The Center for Learning, Teaching and Research offers resources meant to enrich the student experience in a liberal arts setting. By funding summer research opportunities, linking students to tutors and other help liaisons and providing academic accessibility for students in need, the center has been working tirelessly to create a seamless transition into a new form of normalcy. The student-led session allowed for a casual conversation, without a rigid structure. Unlike other discussion spaces, there were no forced ice-breakers, no organized or premeditated topics and no group activities. The hosts emphasized their past years at Colgate, stating that a passionate pursuit of academic interests and extracurricular activities leads to boundless opportunities, as well as a strong relationship with professors and alumni. 

Recent midterm weeks have taken a mental toll on most students. Academic burnout often leads to frequently missed classes, low energy and a lack of enthusiasm regarding daily tasks. Unforeseen circumstances caused by the COVID-19 pandemic keep students from enjoying normal campus activities and spring break, that would usually take place mid-semester. It is with this in mind that the theCLTR made a special effort to advertise this event through academic advisors and upperclassmen link group facilitators, urging the mentors to spread the word of a much needed space to relax and talk through the classroom issues they are struggling to confront elsewhere. In close proximity to a school wide wellness day on Friday, March 11, opportunities for wellness in students’ schedules are at the forefront of many.

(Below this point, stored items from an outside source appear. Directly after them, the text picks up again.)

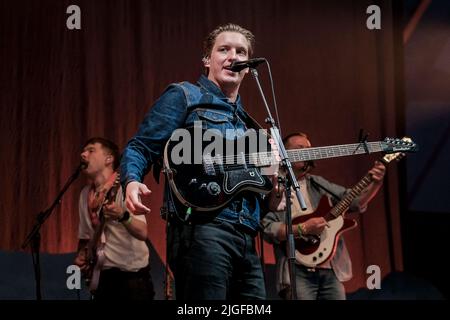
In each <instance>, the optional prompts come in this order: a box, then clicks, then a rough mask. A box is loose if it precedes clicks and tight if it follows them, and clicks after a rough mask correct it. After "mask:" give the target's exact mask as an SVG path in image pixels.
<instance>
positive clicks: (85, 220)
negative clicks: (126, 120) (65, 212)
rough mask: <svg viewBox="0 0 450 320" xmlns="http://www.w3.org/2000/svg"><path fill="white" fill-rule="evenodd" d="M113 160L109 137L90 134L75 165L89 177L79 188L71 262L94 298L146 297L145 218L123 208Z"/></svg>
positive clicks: (117, 153) (146, 268) (145, 250)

Cancelled classes allowed for time to reflect on the struggles and successes of hybrid style, pandemic-influenced learning. 

“Everything that is happening with freshmen this year makes it so much more important to try and reach out to them,” Watts said. “Maintaining relationships with students is crucial, thinking back to the impact that these resources had on my experiences as a freshman.”

Like many virtual campus meetings and events, the dicussion faced low attendance. But, the CLTR prioritizes an supported college experience for all students, and the peer support system kindled by virtual meetings provides first-year students with the ability to make the most out of unpredictable circumstances.